But every once in awhile, Ethan goes beyond the realm of appropriate running and summersaulting. And he becomes....that kid. The one other parents can't help but watch with a mix of amusement and horror (light on the amusement, heavy on the horror), peeking around and wondering where is the woman who is raising this child to be just this side of neanderthal? Yesterday was that day.
Every 6 weeks or so, the gym has a parent participation session, where we're allowed to take off our shoes and go sit on the big red mats inside the gymnasium while our little ones show off their monkey-bar skills and chase the teacher around the room skipping and leaping and pretending to be ninjas, or whatever the hell it is they're doing. It's adorable.
Until your kid licks his own foot. Licks. His. Foot.
WHY why why would he do that?! I don't know, people. But he did. While sitting with his friendly little friends on the mat, waiting for instructions on what feat of strength and gymnastic-y skill they were to perform next, Ethan picked up his own little bare foot, inspected it seriously for a second or two, and then licked it. Twice. To, of course, the utter glee and fitful giggles of his friends. Thus proving to me that Ethan will do just about anything for a laugh and an adoring audience.
And I can only assume whatever he licked off of his foot had some sort of hallucinogenic property (or more likely, he was egged on by the laughter of the other kids), because after that, he was pretty much the whirling-est dervish that ever whirled. He could not contain his energy while his teacher was giving instructions and while the teacher was mid-sentence, Ethan decided to pop up and yell in my general direction, "I LOVE YOU, MOMMY!!!!!"

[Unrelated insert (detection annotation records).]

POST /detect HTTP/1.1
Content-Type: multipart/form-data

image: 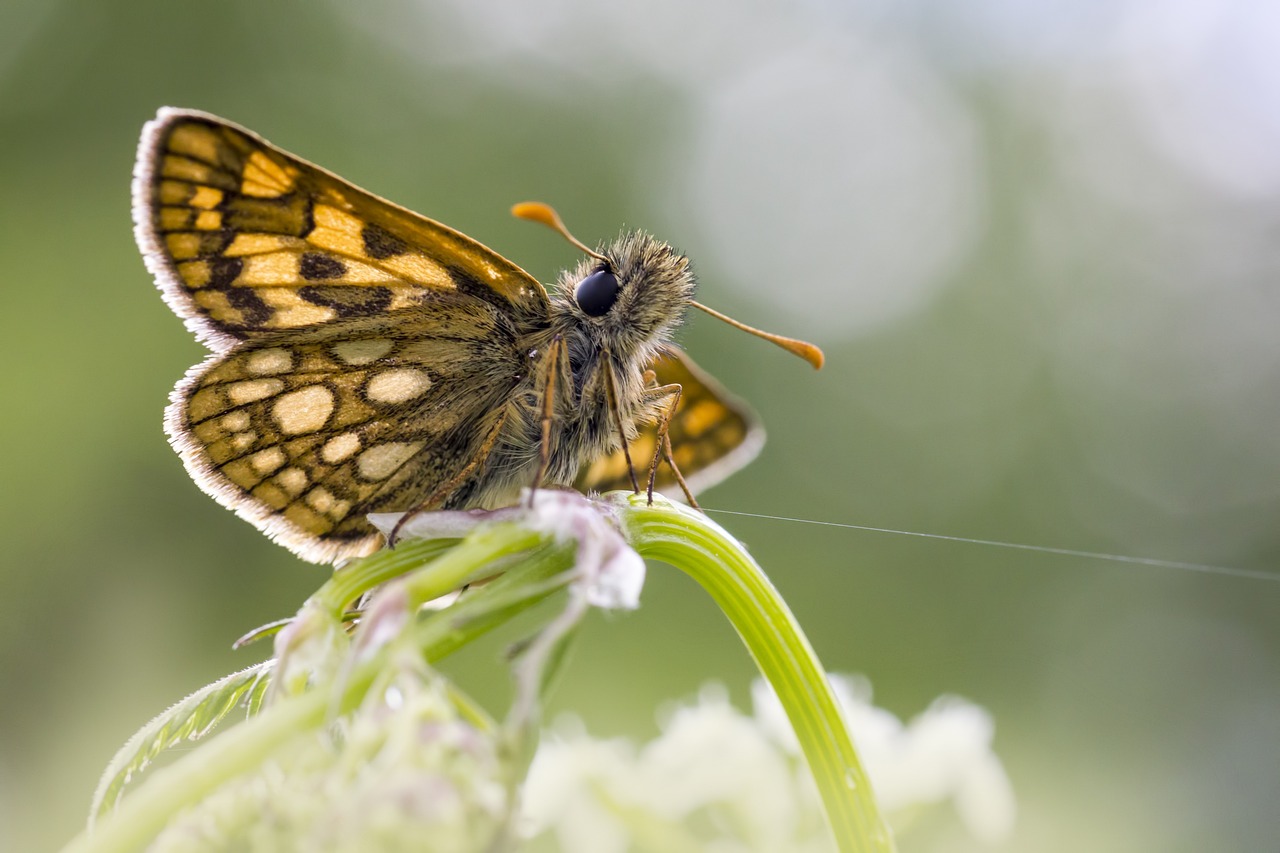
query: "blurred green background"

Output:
[0,0,1280,850]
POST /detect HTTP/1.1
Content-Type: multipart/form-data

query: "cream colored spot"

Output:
[275,467,307,494]
[307,485,337,512]
[236,251,300,284]
[307,205,365,257]
[196,210,223,231]
[241,151,293,199]
[356,442,422,480]
[333,338,392,366]
[223,234,289,257]
[191,187,223,210]
[164,233,200,260]
[271,386,334,435]
[227,379,284,406]
[365,368,431,406]
[169,124,219,163]
[320,433,360,465]
[244,347,293,374]
[248,447,284,474]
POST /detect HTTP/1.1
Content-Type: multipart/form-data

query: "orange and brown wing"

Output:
[575,347,764,497]
[133,108,548,352]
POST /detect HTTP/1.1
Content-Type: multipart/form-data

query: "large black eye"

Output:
[573,269,618,316]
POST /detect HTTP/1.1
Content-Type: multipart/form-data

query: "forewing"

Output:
[575,347,764,497]
[133,108,548,352]
[165,308,521,562]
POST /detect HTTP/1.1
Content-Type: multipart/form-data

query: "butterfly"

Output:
[133,108,822,562]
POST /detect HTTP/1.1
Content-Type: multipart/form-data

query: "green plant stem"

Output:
[609,493,893,853]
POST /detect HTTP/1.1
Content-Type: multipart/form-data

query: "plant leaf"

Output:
[90,660,275,826]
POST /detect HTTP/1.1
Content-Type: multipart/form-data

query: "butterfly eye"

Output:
[573,269,618,316]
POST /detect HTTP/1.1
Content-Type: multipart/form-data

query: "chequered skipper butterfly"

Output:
[133,109,822,562]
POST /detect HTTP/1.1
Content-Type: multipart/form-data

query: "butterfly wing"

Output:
[133,109,548,562]
[133,108,548,352]
[575,347,764,497]
[165,298,520,562]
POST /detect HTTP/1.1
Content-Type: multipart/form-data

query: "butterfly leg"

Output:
[387,411,507,548]
[600,350,640,494]
[650,434,703,510]
[645,373,689,503]
[529,334,564,507]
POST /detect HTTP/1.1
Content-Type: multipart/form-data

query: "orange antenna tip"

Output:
[511,201,609,261]
[691,302,827,370]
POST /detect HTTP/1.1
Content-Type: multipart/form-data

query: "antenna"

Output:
[511,201,826,370]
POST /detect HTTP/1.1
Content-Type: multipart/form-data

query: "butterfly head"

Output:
[558,232,694,353]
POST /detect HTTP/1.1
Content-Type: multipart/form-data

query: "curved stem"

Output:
[609,492,893,853]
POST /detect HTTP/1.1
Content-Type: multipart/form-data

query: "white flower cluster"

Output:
[524,675,1015,853]
[148,666,508,853]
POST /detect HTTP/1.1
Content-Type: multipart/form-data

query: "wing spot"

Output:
[191,187,223,210]
[305,485,338,515]
[365,368,431,406]
[196,210,223,231]
[275,467,310,496]
[356,442,422,483]
[333,338,393,366]
[227,379,284,406]
[244,347,293,375]
[360,223,408,260]
[320,433,361,465]
[248,447,285,476]
[271,389,334,435]
[240,151,293,199]
[168,123,220,164]
[298,252,347,282]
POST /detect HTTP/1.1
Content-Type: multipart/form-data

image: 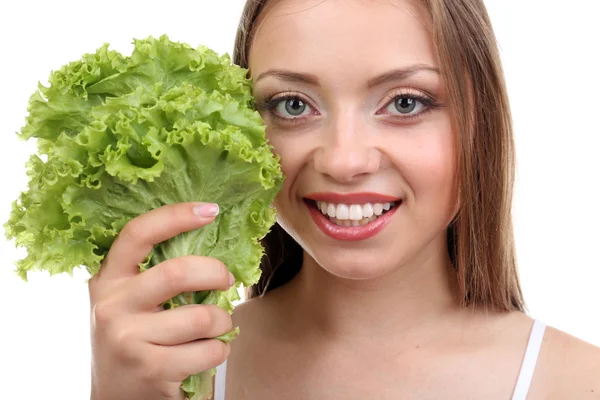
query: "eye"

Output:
[275,97,310,118]
[376,92,442,121]
[386,95,425,115]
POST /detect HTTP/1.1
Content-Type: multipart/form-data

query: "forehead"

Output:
[249,0,437,78]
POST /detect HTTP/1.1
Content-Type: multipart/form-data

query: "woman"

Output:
[90,0,600,400]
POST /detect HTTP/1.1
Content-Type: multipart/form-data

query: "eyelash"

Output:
[256,91,442,124]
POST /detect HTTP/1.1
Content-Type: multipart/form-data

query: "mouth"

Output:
[304,197,402,240]
[305,199,400,226]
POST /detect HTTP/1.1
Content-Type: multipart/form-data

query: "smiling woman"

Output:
[216,0,600,399]
[0,0,600,400]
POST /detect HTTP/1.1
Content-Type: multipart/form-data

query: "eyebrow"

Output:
[255,64,440,88]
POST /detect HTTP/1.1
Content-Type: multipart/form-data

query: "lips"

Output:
[304,193,402,241]
[305,192,400,204]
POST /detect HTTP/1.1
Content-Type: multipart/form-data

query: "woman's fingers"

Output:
[114,256,234,311]
[100,203,219,279]
[147,339,231,382]
[141,305,233,346]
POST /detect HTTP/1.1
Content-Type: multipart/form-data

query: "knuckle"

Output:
[206,257,229,287]
[206,304,233,335]
[108,325,135,352]
[92,301,117,327]
[190,306,214,334]
[119,217,146,241]
[161,257,187,287]
[206,339,229,365]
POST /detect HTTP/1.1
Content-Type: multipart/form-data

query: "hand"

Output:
[89,203,233,400]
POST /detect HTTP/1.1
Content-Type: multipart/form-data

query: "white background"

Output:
[0,0,600,400]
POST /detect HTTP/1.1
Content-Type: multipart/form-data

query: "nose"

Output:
[314,113,381,182]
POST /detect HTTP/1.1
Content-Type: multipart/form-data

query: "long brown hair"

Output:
[233,0,525,311]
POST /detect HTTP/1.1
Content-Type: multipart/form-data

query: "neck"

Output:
[279,235,460,341]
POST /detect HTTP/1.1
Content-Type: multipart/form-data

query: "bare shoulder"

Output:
[531,327,600,400]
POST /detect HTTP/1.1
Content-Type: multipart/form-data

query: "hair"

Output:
[233,0,525,311]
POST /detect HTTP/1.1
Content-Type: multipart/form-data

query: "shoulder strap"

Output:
[213,360,227,400]
[512,319,546,400]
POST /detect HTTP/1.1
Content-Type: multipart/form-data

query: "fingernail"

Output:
[194,203,219,218]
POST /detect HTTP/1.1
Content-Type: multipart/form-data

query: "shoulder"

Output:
[531,327,600,399]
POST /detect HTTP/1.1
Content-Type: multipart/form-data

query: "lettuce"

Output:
[4,36,283,400]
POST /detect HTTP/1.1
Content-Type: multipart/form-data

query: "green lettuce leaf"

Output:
[4,36,283,400]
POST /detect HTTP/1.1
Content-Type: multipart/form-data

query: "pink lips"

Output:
[305,193,401,241]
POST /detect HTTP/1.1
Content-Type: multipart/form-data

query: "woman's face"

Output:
[249,0,457,279]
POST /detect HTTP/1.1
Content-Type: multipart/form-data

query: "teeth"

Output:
[362,203,375,218]
[335,204,348,219]
[373,203,383,215]
[346,204,363,221]
[317,201,394,222]
[327,203,335,218]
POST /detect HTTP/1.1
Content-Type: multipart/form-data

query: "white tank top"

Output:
[213,319,546,400]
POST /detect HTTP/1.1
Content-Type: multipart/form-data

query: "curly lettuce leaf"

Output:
[4,36,283,400]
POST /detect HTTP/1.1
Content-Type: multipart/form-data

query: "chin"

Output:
[305,248,402,281]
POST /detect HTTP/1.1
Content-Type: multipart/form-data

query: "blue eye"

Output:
[275,97,310,118]
[387,95,424,114]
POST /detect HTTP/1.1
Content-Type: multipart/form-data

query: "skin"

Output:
[227,0,600,399]
[89,0,600,400]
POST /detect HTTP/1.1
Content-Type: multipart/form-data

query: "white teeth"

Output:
[327,203,335,218]
[362,203,374,218]
[346,204,363,221]
[373,203,383,215]
[316,201,394,222]
[335,204,349,219]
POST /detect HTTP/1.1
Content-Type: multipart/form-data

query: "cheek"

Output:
[396,130,457,204]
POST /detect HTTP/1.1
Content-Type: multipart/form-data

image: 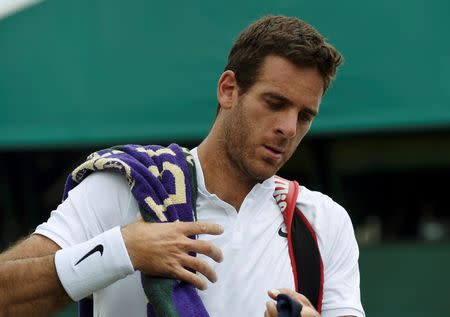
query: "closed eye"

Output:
[298,111,314,122]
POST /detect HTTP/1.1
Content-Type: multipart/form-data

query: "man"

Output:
[0,16,364,317]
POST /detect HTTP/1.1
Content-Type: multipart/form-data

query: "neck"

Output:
[198,134,257,211]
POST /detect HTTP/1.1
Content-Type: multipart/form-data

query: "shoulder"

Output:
[297,186,358,265]
[297,186,351,226]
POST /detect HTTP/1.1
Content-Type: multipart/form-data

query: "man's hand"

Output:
[122,220,223,290]
[264,288,320,317]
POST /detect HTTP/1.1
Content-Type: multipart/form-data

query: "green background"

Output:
[0,0,450,147]
[0,0,450,317]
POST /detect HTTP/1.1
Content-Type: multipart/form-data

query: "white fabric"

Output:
[36,149,364,317]
[55,226,134,301]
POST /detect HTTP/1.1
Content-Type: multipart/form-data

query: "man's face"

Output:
[224,56,323,182]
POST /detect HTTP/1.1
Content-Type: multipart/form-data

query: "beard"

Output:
[223,99,285,183]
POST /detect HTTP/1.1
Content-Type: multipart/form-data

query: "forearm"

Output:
[0,255,71,316]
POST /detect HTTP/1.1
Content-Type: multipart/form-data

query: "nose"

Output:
[277,111,298,139]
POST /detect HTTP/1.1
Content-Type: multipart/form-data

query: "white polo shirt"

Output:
[35,149,365,317]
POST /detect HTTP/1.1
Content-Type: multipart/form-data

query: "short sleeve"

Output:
[34,171,139,248]
[322,199,365,317]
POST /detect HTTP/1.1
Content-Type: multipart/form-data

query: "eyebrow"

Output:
[262,91,318,117]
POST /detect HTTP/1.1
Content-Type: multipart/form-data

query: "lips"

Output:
[264,145,284,161]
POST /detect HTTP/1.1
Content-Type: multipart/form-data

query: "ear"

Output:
[217,70,238,109]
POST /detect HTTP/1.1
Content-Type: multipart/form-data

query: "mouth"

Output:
[264,145,284,161]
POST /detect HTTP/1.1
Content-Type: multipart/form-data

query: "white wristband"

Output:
[55,227,134,301]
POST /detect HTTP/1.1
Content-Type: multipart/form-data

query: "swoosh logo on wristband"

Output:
[75,244,103,265]
[278,228,287,238]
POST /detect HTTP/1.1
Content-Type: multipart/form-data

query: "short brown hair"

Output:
[225,16,343,93]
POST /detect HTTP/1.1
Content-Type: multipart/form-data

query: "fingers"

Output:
[267,288,314,308]
[182,255,217,283]
[264,301,278,317]
[178,222,223,236]
[264,288,320,317]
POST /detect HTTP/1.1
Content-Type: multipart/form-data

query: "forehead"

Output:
[251,55,324,107]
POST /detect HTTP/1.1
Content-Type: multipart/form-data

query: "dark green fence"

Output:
[0,0,450,147]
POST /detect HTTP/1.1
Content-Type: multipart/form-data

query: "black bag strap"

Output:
[273,176,323,313]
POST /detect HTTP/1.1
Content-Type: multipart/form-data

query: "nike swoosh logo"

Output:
[278,228,287,238]
[75,244,103,265]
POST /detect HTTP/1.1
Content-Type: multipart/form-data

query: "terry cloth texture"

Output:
[63,144,209,317]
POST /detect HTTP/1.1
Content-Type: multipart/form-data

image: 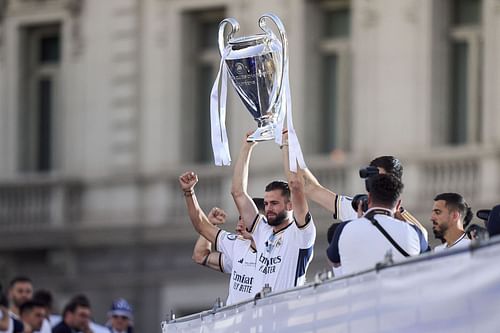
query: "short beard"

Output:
[432,228,446,243]
[267,211,288,227]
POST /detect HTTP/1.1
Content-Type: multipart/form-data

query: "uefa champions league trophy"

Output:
[219,14,288,141]
[210,13,305,171]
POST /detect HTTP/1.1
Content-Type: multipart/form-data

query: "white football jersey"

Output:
[215,230,262,305]
[252,214,316,292]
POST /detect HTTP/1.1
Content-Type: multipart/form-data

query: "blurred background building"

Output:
[0,0,500,332]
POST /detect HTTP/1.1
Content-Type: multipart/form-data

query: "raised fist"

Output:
[207,207,227,225]
[179,171,198,192]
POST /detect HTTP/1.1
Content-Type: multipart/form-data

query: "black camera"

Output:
[359,165,379,192]
[351,194,368,212]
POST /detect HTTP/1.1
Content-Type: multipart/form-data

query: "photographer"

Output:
[336,174,421,274]
[304,156,430,271]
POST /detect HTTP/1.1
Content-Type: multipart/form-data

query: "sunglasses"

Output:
[112,315,128,320]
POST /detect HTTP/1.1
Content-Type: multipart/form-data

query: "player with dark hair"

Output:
[431,193,473,251]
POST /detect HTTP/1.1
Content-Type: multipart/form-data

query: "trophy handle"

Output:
[259,13,288,110]
[218,17,240,56]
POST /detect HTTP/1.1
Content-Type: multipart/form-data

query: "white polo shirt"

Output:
[434,233,470,252]
[215,230,262,305]
[333,194,358,222]
[252,214,316,292]
[339,208,421,274]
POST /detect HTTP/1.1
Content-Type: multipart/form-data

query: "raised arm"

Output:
[231,135,259,229]
[179,171,220,243]
[281,132,309,227]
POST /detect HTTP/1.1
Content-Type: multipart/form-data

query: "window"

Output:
[19,24,61,172]
[309,0,351,153]
[447,0,482,144]
[182,9,224,163]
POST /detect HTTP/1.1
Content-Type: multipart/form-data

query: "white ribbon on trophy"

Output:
[210,46,231,166]
[210,14,307,172]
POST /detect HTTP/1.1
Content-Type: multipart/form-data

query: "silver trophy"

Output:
[218,13,288,141]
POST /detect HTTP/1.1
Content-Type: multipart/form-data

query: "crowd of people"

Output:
[179,130,500,305]
[0,276,133,333]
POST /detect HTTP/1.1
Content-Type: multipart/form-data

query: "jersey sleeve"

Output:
[219,252,233,274]
[333,194,358,222]
[215,230,238,273]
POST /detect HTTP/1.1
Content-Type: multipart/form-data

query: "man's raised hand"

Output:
[179,171,198,192]
[207,207,227,225]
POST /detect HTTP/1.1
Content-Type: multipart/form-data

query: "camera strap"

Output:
[364,209,410,257]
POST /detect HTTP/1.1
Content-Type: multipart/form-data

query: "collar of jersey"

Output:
[363,207,394,217]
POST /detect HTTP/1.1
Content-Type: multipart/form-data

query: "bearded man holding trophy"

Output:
[210,13,316,291]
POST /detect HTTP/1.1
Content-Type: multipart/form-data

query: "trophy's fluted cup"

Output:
[218,14,288,141]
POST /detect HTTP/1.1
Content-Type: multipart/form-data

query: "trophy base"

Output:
[247,125,274,142]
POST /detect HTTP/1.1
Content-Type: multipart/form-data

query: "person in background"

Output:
[106,298,133,333]
[431,193,472,252]
[19,300,47,333]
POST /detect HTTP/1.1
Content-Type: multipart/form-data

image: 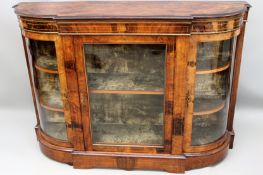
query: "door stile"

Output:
[171,36,191,154]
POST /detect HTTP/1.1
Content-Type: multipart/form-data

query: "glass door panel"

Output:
[28,39,68,141]
[84,44,166,145]
[192,39,234,146]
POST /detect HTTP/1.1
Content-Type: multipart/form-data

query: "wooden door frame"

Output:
[73,35,177,153]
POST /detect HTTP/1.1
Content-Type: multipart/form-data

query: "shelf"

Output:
[90,89,164,95]
[92,124,163,145]
[40,107,65,123]
[43,123,68,141]
[193,102,226,116]
[88,73,165,93]
[196,63,230,75]
[35,55,58,70]
[35,64,58,74]
[192,110,227,146]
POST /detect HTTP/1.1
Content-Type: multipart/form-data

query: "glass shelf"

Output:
[88,73,164,91]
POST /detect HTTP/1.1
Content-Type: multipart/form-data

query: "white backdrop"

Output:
[0,0,263,174]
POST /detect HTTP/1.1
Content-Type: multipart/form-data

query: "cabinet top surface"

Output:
[14,1,250,19]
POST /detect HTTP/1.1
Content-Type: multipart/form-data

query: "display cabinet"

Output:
[14,1,250,173]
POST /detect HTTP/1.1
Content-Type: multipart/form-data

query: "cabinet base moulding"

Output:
[37,129,231,173]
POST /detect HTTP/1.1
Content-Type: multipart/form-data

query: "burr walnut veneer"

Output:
[14,1,250,173]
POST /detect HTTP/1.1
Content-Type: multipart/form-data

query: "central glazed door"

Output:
[74,36,175,153]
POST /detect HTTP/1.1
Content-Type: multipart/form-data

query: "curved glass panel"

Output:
[192,39,234,146]
[192,107,227,146]
[29,40,67,140]
[84,44,166,145]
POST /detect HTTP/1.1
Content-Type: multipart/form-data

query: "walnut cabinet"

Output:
[14,1,250,173]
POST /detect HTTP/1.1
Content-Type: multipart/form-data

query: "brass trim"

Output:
[196,63,230,75]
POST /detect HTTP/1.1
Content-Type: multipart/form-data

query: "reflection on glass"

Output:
[192,39,234,146]
[30,40,57,70]
[40,108,67,140]
[36,70,63,108]
[192,108,227,146]
[84,44,165,90]
[90,94,164,145]
[29,40,67,140]
[84,44,166,145]
[196,39,233,70]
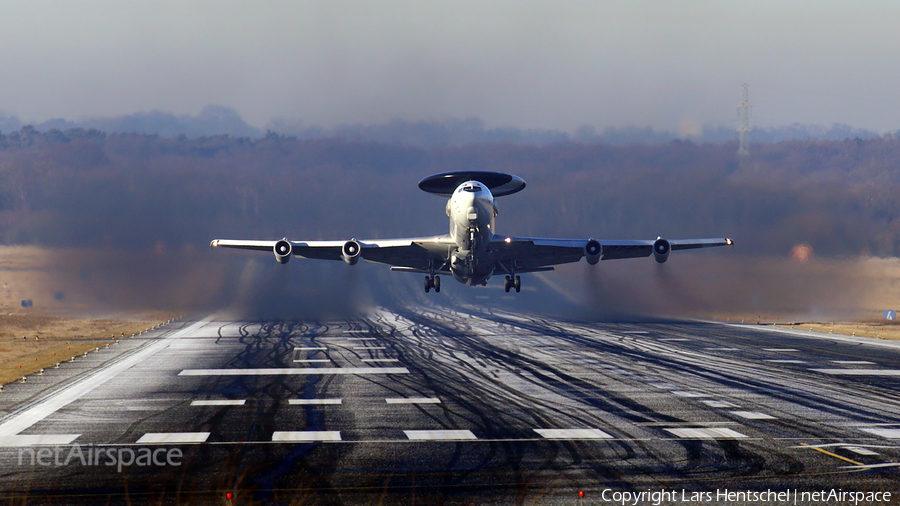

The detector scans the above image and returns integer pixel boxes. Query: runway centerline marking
[178,367,409,376]
[534,429,612,439]
[0,434,81,447]
[0,316,213,437]
[729,411,776,420]
[700,401,737,408]
[671,390,707,397]
[385,397,441,404]
[859,427,900,439]
[810,369,900,376]
[137,432,209,444]
[191,399,247,406]
[663,427,747,439]
[272,430,341,441]
[403,430,478,441]
[288,399,344,406]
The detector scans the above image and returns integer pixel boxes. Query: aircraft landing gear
[425,276,441,293]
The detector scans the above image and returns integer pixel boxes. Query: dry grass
[0,314,171,385]
[777,320,900,340]
[0,246,181,385]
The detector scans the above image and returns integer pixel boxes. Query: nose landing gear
[425,276,441,293]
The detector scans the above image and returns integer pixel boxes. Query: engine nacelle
[584,238,603,265]
[341,239,362,265]
[653,237,672,263]
[272,238,294,264]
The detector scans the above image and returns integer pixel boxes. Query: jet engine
[653,237,672,263]
[272,238,294,264]
[341,239,362,265]
[584,238,603,265]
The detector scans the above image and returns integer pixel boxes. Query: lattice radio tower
[737,84,750,155]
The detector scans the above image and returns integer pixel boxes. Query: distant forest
[0,127,900,257]
[0,105,881,147]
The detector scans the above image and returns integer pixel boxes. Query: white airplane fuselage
[447,181,497,286]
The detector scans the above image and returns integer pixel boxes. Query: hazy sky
[0,0,900,133]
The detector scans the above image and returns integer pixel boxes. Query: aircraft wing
[209,235,456,269]
[491,236,734,272]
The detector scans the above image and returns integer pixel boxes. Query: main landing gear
[503,276,522,293]
[425,276,441,293]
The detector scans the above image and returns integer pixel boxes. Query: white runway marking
[729,411,776,420]
[672,390,706,397]
[288,399,344,406]
[403,430,478,441]
[191,399,247,406]
[137,432,209,444]
[700,401,737,408]
[0,434,81,447]
[178,367,409,376]
[663,427,747,439]
[810,369,900,376]
[272,430,341,441]
[0,316,212,437]
[859,427,900,439]
[534,429,612,439]
[385,397,441,404]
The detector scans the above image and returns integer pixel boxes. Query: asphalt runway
[0,308,900,505]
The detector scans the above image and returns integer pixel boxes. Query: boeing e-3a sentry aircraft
[210,171,734,293]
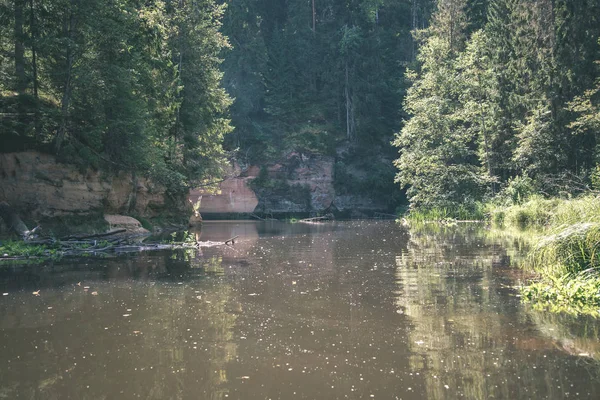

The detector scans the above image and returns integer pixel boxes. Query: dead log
[0,201,31,239]
[60,228,127,240]
[298,214,335,222]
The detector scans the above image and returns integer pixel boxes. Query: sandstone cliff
[0,151,186,219]
[190,152,389,218]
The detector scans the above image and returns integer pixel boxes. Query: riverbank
[489,194,600,316]
[406,194,600,316]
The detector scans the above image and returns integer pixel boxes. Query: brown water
[0,221,600,400]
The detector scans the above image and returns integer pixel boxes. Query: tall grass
[490,195,600,316]
[405,203,486,222]
[487,195,600,231]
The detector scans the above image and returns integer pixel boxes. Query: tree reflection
[0,255,241,399]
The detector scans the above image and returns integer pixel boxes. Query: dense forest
[0,0,231,197]
[0,0,600,212]
[394,0,600,209]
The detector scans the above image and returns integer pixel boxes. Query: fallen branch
[298,214,334,223]
[60,228,127,240]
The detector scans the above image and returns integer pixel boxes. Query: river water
[0,221,600,400]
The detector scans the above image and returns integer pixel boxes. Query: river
[0,221,600,400]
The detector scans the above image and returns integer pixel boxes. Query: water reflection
[0,221,600,400]
[396,226,600,399]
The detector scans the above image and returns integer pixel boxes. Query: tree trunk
[29,0,40,136]
[312,0,317,33]
[344,60,354,140]
[14,0,27,136]
[56,0,76,154]
[14,0,27,95]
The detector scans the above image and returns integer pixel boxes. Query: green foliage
[0,240,54,257]
[494,175,536,206]
[394,0,600,212]
[0,0,231,195]
[527,223,600,276]
[521,273,600,316]
[405,203,486,223]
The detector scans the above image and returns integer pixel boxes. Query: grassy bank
[488,195,600,316]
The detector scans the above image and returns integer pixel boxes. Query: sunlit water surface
[0,221,600,400]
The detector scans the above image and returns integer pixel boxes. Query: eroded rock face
[190,152,389,217]
[0,151,184,218]
[104,214,149,234]
[190,177,258,215]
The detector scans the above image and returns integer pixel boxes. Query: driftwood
[60,228,127,240]
[0,231,238,261]
[298,214,335,223]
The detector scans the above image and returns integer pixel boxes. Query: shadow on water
[0,221,600,400]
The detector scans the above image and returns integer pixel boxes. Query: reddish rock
[0,151,183,218]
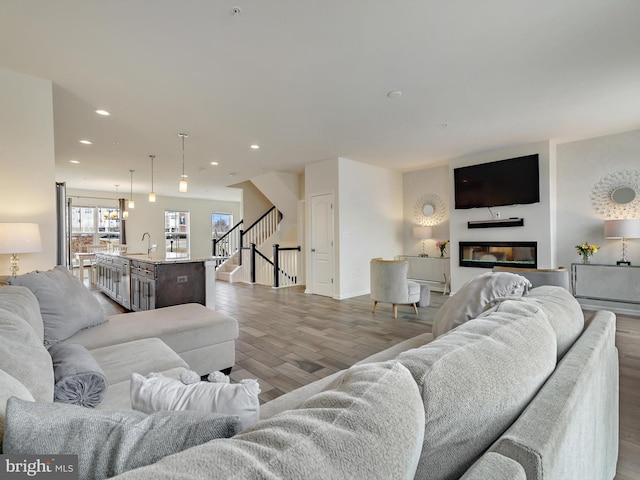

I whispered, "love you, too. sit down and listen," and hid my face in my hands while the other moms were either snickering or tsk'ing. I could tell the teacher was getting frustrated by Ethan's complete lack of even pretending to pay attention to anything he was saying. I was torn between taking over and disciplining him and sitting back and letting the teacher deal with him. None of the other kids seemed put out by his momentary lapse in self control, but every time he interrupted or got up to jump around while he "should" have been sitting, my inner highly-strung-overly-self-controlled 8 year old self got twitchy. I have issues.
As the teacher was finishing up giving instructions, Ethan decided that, having exhausted the taste sensations of his own feet, he would have to branch out, and he popped up again, grabbed his teacher's hand, and swung on it a couple of times.
And then licked it. Oh dear god. *twitch twitch*
Thankfully the teacher took it all in stride (and thankfully the gym comes equipped with all kinds of hand sanitizer dispensers), and after explaining kindly to Ethan that licking other peoples' hands was A.) not very polite, and B.) GROSS, he sent Ethan on his way to show off more epic gymnastic skills.
Like these:
This is what he looks like most of the time--blurry from all the moving.
And then there was much twirling....
And don't forget to swing on the bars...
look how happy he is--think he knows that some germ he licked off his foot is going to have him puking by Thursday? Probably not...
look how hard that girl's working to swing herself around the bar. My kid looks like he's sitting at a bar waiting for a margarita. Bless his little heart.
In hindsight, he was far less "that" kid than I initially thought in the moment--he was just so much more of a kid than I ever was. Sometimes its hard for me to gauge where the line is and when he's actually gone over it. True, licking his foot? And someone else's hand? Mortifying. But only for me. And only for a minute.
3 comments:
As long as that foot didn't have scarlet fever on it ;) Love the cute photos!
I usedtacould put my big toe in my mouth! I was about E's age! I think the germs were less germie when I was a kid since my dad thought it was the funniest thing. He'd pay me to suck my toe in front of guests!
ok - my three year old weighs the same as your 6 year old. I have the heaviest kids in the world - not fat, just heavy. Like they are extra dense or something. I always wondered how people could carry their babies and kids ll over the place, then I picked up someone else's kid and realized "oh, they don't all weigh a gazillion pounds."